Le ministère des Solidarités promet pour autant la poursuite de la dynamique des "1.000 premiers jours" et "un soutien très affirmé" aux familles monoparentales. Une revalorisation de 50% de l'allocation de soutien familial, destinée aux parents isolés – qui sont à 90% des mères isolées –, est annoncée pour novembre 2022, soit un budget de 850 millions par an. Autre levier pour les familles monoparentales : l'extension des aides à la garde (le complément de libre-choix du mode de garde, CMG) jusqu'aux 12 ans de l'enfant.

Le gouvernement amorce également la mise en place du service public de la petite enfance en s'attaquant au coût de la garde individuelle – assistante maternelle ou garde à domicile. Avec la réforme du mode de calcul du CMG, "on engage un chantier extrêmement lourd de linéarisation" entre ce coût et celui de la garde en collectif, précise le ministère des Solidarités, qui souligne le "hiatus" actuel qui joue en défaveur des familles les plus modestes. L'horizon de temps présenté pour l'entrée en vigueur de cette réforme est 2025.  

Vieillissement et soutien à l'autonomie

En matière d'autonomie, est présentée "une forte progression du financement" en 2023, avec une hausse de l'objectif global de dépenses (OGD) de 5,1% pour les personnes âgées et de 5,2% pour les personnes handicapées, "pour atteindre 30 milliards d'euros". Deux priorités sont affichées : le soutien au "bien vieillir chez soi", avec la poursuite de la réforme de la tarification à domicile, le développement de 4.000 places d'accompagnement pour les services à domicile et l'ajout de deux heures de "vie sociale" ou de "temps de convivialité" présentées comme bénéfiques pour les personnes accompagnées comme pour les professionnels. "Cette mesure demande un peu de discussions avec les départements", précise le ministère des Solidarités qui annonce une entrée en vigueur en 2024 pour environ 780.000 personnes âgées.

Autre priorité : l'investissement pour des Ehpad "plus humains, plus sécurisés et plus médicalisés". Le candidat Emmanuel Macron avait promis 50.000 postes supplémentaires dans les Ehpad, le PLFSS en prévoit 3.000, un objectif jugé "pragmatique" pour "démarrer cette trajectoire" et compte tenu des "enjeux majeurs d'attractivité" du secteur, selon le ministère des Solidarités. Les contrôles sont aussi renforcés, tout le champ étant désormais concerné – y compris le privé lucratif – et le remboursement des sommes indues étant "sécurisée".

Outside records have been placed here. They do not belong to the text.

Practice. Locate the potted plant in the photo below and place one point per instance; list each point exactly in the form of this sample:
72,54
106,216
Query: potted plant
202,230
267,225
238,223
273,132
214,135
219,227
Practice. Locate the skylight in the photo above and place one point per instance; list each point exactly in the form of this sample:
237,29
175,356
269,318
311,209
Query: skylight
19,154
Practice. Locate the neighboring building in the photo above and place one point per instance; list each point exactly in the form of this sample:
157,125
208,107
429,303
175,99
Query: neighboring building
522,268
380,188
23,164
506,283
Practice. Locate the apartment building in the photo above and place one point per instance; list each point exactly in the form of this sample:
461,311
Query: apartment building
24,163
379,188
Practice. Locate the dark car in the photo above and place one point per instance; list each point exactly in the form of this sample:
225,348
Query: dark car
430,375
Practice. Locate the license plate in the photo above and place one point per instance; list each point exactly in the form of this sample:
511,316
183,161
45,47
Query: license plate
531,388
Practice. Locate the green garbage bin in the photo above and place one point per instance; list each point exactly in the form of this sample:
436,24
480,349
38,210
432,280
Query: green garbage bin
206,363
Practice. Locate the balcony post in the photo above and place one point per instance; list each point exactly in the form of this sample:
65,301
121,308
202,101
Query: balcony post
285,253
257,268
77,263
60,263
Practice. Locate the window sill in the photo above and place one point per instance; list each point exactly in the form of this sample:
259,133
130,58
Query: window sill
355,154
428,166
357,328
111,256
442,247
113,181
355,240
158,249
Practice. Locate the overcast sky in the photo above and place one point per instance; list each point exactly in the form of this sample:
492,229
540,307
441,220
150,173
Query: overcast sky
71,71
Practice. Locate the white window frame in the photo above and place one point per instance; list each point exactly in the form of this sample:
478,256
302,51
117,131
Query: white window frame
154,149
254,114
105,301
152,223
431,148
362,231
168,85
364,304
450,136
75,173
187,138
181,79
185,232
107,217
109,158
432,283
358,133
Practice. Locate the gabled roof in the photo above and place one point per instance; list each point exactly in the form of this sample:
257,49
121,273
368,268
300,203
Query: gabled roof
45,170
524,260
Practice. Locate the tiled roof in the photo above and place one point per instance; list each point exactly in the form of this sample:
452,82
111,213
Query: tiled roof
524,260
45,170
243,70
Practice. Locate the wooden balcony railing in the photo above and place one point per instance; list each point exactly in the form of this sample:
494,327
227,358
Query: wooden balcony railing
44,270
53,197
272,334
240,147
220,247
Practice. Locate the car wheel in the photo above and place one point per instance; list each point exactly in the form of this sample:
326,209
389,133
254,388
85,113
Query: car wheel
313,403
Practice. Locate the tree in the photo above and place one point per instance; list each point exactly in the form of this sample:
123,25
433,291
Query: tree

En matière de handicap, les deux dimensions mises en avant sont la poursuite du plan autisme et l'école inclusive.  

Prévention

Le ministère de la Santé annonce "entamer une politique plus offensive en termes de prévention", avec la mise en place de rendez-vous de prévention aux "âges clé" (20-25 ans, 40-45 ans et 60-65) et différentes mesures visant à lutter contre les inégalités de santé en matière santé sexuelle, de vaccination et de lutte contre le tabagisme.